Federal Reserve policymakers are already weighing new tools they may need to fight the next recession but are signaling they could raise U.S. interest rates soon.
 
Fed Chair Janet Yellen told a central banking conference in Jackson Hole, Wyoming that a solid U.S. labor market "has strengthened" the case for the first rate increase since last December. The increase could come as soon as next month if the economy does well, several of her colleagues said.
 
As the U.S. central bank tries to balance a desire to fuel growth against worries it could overheat the economy, further rate hikes are expected to be few and far between.
 
New policy tools such as raising the inflation target or even Fed purchases of non-government-backed assets like corporate debt need to be considered to be used by the Fed, its officials also said at three-day conference that ended Saturday.
 
While some ideas would need congressional approval, such ideas would test the limits of political feasibility. The unconventional policies the Fed undertook during the last crisis have already made the public skeptical and the view within the Fed is that it could take effort to win over the public.
 
In an era of slower economic growth and a potentially giant and long-lasting trove of assets held by the Fed, policymakers think new tools might be needed. While rates look to be heading up, and they are convinced the time to vet them is now.
 
"Central banking is in a brave new world," Atlanta Fed President Dennis Lockhart said in an interview on the sidelines of the conference.
 
Built up by bond-buying sprees to combat the 2007-09 recession, at the center of the Fed's discussions is its $4.5 trillion balance sheet. It has been criticized by many lawmakers.
 
Lockhart said some officials were closer to accepting that they needed to learn to live with them while policymakers have maintained the Fed should eventually reduce its bond holdings.
 
"I suspect there are colleagues who are contemplating at least maybe a statically large balance sheet is just going to be a fact of life and be central to the toolkit," he said.
 
Through a process that would take years and would not begin until interest rate increases are well underway, officials have said they will slowly let the balance sheet shrink.

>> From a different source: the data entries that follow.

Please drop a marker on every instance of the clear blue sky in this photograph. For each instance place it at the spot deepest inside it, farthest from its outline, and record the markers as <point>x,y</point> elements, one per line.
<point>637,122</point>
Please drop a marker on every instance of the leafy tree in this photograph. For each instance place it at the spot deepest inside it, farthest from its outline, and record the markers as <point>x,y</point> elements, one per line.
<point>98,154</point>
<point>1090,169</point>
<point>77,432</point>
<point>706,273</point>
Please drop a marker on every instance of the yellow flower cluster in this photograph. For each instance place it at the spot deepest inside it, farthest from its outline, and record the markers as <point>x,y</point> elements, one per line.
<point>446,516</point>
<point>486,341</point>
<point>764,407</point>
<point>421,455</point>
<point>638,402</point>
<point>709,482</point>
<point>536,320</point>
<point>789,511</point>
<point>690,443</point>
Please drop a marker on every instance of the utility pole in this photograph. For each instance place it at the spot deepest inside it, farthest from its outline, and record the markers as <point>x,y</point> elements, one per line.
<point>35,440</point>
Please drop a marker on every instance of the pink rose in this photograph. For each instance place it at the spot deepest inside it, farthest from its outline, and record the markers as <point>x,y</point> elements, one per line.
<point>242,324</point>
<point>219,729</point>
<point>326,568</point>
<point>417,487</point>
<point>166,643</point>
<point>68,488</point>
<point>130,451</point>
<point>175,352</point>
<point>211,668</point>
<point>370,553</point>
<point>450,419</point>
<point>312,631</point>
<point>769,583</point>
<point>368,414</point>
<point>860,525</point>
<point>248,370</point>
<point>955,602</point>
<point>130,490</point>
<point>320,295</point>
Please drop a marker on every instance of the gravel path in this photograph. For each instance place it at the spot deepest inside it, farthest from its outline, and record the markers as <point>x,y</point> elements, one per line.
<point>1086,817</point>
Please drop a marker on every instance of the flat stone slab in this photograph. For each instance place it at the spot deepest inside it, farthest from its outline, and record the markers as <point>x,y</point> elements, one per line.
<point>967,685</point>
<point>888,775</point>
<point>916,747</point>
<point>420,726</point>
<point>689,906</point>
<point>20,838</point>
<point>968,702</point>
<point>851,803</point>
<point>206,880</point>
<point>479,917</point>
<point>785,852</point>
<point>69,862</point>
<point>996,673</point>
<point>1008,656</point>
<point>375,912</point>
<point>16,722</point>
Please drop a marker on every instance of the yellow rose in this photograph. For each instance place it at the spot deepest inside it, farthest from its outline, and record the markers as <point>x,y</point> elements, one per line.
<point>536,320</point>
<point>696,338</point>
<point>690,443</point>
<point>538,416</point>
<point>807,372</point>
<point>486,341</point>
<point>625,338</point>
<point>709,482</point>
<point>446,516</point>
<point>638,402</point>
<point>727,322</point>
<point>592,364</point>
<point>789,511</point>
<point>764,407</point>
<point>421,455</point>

Only in a very long-lived economic expansion, any form of substantial progress could be made.
 
"I am sure everyone in the audience would be happy if this were the reality. I certainly would be," Simon Potter, the New York Fed's markets chief, said during the conference.
 
As the Fed snaps up assets to stimulate the economy, balance sheets would likely swell again in future recessions, Yellen, in her speech on Friday.
 
A menu of more exotic proposals was presented at the conference that was attended by central bankers from around the world and by all but two of the Fed's 17 policymakers. Abolishing cash in order to charge negative interest rates and a Fed takeover of short-term debt markets were included in the proposals.
 
However many of the proposals were seen as ivory tower musings which included one to abandon monetary policy altogether and focus on urging runaway deficit-spending.
  
Tools used to combat such as rate cuts, bond purchases and jawboning on rate expectations in the last crisis were deemed to be adequate by most policymakers, including Yellen.
 
Including buying a wider range of assets or raising the inflation target, she said that "future policymakers might choose to consider some additional tools that have been employed by other central banks." Rather than their rate of change, the possibility of targeting the average level of prices in the economy were also cited be her.